Die Erfindung betrifft makromolekulare Strukturen zum Transport von cytotoxisch wirksamen Ionen, Verfahren zu deren Herstellung, Arzneimittel, enthaltend diese Strukturen, sowie die Verwendung dieser Strukturen in verschiedenen ausgewählten Indikationen, gekennzeichnet dadruch, dass die makromolekulare Struktur ein Peptid umfasst, das mindestens einen zur spezifischen Interaktion mit dem Ziel, einen zur Oligomerisierung und einen zur Bindung einer beim Kontakt mit dem Ziel cytotoxischen Komponente befähigten Abschnitt umfasst.

Description

  • Die Erfindung betrifft makromolekulare Strukturen zum Transport von cytotoxisch wirksamen Ionen, Verfahren zu deren Herstellung, Arzneimittel enthaltend diese Strukturen sowie die Verwendung dieser Strukturen in verschiedenen ausgewählten Indikationen, gekennzeichnet dadurch, dass die makromolekulare Struktur ein Peptid umfasst, das mindestens einen zur spezifischen Interaktion mit dem Ziel, einen zur Oligomerisierung und einen zur Bindung einer beim Kontakt mit dem Ziel cytotoxischen Komponente befähigten Abschnitt umfasst.

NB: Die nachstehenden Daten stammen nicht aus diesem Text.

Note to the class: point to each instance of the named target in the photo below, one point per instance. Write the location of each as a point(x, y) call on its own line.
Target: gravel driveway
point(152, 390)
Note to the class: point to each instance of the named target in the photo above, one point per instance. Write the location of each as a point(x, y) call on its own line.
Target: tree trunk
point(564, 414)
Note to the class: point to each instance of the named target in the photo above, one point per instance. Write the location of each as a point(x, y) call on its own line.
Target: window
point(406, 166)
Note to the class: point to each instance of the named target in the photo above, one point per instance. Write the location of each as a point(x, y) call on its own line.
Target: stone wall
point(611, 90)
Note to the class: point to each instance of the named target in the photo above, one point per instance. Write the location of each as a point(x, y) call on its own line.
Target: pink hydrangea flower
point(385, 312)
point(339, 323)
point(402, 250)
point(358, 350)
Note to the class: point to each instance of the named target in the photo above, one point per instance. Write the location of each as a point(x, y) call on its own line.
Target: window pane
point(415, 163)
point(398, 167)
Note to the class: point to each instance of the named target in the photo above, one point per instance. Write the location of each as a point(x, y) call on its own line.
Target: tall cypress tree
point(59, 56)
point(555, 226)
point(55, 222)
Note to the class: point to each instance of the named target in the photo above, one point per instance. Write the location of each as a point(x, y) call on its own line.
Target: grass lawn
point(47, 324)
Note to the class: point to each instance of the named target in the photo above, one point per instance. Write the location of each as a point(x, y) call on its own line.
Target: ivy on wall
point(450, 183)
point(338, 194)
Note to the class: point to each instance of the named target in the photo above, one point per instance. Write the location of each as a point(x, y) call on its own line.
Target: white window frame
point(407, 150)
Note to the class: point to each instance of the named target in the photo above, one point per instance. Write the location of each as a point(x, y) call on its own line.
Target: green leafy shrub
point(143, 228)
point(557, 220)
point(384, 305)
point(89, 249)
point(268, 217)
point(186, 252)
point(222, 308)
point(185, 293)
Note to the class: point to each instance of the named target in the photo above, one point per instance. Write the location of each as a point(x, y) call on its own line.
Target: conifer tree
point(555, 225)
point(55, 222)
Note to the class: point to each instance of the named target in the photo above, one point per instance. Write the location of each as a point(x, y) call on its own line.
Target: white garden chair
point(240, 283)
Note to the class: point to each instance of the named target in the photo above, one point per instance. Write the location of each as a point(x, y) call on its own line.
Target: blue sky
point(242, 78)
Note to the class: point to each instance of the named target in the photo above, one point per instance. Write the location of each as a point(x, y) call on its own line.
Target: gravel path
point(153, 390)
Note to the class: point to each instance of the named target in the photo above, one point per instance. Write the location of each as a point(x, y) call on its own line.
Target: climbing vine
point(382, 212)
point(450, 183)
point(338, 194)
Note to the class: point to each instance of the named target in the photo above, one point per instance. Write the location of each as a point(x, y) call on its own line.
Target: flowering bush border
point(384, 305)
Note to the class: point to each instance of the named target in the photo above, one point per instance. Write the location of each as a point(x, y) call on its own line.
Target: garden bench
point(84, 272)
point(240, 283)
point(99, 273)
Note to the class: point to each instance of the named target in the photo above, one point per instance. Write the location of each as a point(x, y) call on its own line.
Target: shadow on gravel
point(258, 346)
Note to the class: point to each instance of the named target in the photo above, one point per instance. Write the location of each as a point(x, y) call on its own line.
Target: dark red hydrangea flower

  • Ein Hauptziel der pharmazeutischen Forschung ist es gegenwärtig, die gewünschten Effekte bekannter Wirkstoffe zu verstärken und die systemischen Nebenwirkungen zu minimieren, was insbesondere bei Substanzen mit hoher intrinsischer und damit unvermeidlicher Toxizität (z. B. Cytostatika) von großer Bedeutung ist. Dies kann sowohl über die Verringerung der für die therapeutische Wirkung benötigten Gesamtdosis als auch über die Ansammlung der Wirkstoffe am gewünschten Wirkort erreicht werden, was beides durch die kontrollierte, räumlich spezifische Freisetzung von Wirkstoffmolekülen im weitesten Sinn (Proteinen, Peptiden, Nukleinsäuren oder niedermolekularen Substanzen) am gewünschten Zielort – d. h. in einem Zielgewebe oder in einzelnen Zielzellen – bewerkstelligt werden kann. Darunter ist insbesondere der spezifische Transfer von therapeutisch oder diagnostisch nutzbaren Substanzen in definierte, insbesondere strukturell definierte biologische Ziele («drug delivery» oder «drug targeting») zu verstehen, der ein wichtiges Ziel der gegenwärtigen pharmazeutischen Forschung ist.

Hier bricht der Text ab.